Here we see some post-talk discussion. The panels at SLSA all lasted longer than normal, which was great when they only had 3 people on them. There was ample time for questions and since most panels had at least 8 people attending, this was actually useful.

The SF panels were quite good and since many of the interesting SF talks (like Paweł’s here) were from people who were in SFRA, I have to think seriously about attending that conference.

SLSA 2007 — Thursday Evening plus Friday Panels

Ok, time to catch up a little. Thursday evening I went to eat with Anthony (my roomie and former colleague from MIT), Paweł (see previous post) and Christian Ulrik Andersen who was in the audience. We had a pretty good dinner and excellent beer at (I think) 3 Dollar Dewey’s. Everyone was pretty tired (though I was still on CA time + much coffee) but we went back to the reception. In fact, Paweł, Christian and I, and Rut Jesus, who turned out to be studying in Copenhagen like Christian had done, closed the evening. It was a good conversation.

This conference is turning out very well in that there are so many people here who like tech and lit. and art, and SF. Why did I not know about them years ago? I’m not going to the European SLSA in Berlin 2008, and I’m not even sure I will do SLSA next fall because I only do 2-3 conferences a year now and have to be picky. So while this one was cool, I’ll only go to the next if I know some friends will also go again as well. The European one could be in some ways easier because at least it’s in the summer.
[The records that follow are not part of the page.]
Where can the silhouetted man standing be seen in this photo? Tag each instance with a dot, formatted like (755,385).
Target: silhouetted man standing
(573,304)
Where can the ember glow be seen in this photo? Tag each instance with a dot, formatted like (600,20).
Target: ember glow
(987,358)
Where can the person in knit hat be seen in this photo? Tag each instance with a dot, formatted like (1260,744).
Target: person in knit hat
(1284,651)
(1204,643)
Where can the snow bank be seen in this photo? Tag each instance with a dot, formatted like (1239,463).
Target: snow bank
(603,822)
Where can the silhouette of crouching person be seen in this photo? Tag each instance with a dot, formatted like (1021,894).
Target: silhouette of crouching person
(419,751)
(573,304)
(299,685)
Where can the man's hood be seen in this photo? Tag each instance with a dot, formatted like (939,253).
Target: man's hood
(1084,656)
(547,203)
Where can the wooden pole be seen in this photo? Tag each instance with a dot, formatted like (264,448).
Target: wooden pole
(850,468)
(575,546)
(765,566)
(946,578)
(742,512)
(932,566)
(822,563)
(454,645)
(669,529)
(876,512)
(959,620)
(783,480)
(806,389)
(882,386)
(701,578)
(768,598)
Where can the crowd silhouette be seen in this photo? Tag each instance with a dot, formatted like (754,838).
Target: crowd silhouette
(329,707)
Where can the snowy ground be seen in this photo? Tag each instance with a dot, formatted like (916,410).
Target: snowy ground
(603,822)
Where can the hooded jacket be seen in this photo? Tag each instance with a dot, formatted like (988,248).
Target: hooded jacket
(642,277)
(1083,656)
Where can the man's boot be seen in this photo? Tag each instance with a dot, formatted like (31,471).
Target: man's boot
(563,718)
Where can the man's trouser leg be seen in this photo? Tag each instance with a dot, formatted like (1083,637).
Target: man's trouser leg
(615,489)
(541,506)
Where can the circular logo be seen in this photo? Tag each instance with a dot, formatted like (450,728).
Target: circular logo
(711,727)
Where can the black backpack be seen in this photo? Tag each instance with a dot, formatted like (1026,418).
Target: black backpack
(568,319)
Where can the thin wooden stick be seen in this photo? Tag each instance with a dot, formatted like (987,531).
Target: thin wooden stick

Anyway, Friday panels. I saw one on Alchemy which was a bit dry–too much time just reviewing images and not enough on the big picture, but at least admitted the influence of Arabic texts, which made me happy. Then a paper on Marcel Duchamp (how was this alchemical?) with an interesting discussion of the alternate identities he created. But, little discussion of how these were related to sexual identities that could not be openly revealed or to more recent instances of alternate identities, like Audacia Ray for example. I left during the last paper because I just couldn’t stand to watch the speaker clutching his paper, standing in front of his own projected images…

Then I had lunch with Anthony and Christian — really good Sushi. Paweł went to review his paper as he was speaking in the first afternoon panel. We were late getting back to SLSA, so I missed the first speaker on the SF panel I went to, but was in time to see the second speaker and Pawel.

So, Gundula Hachmann was speaking about narrative complexity used to understand theoretical insights in physics. Somehow none of the content really stuck. I think she did too much close reading and not enough connecting of detail to big picture–a really common problem it seems.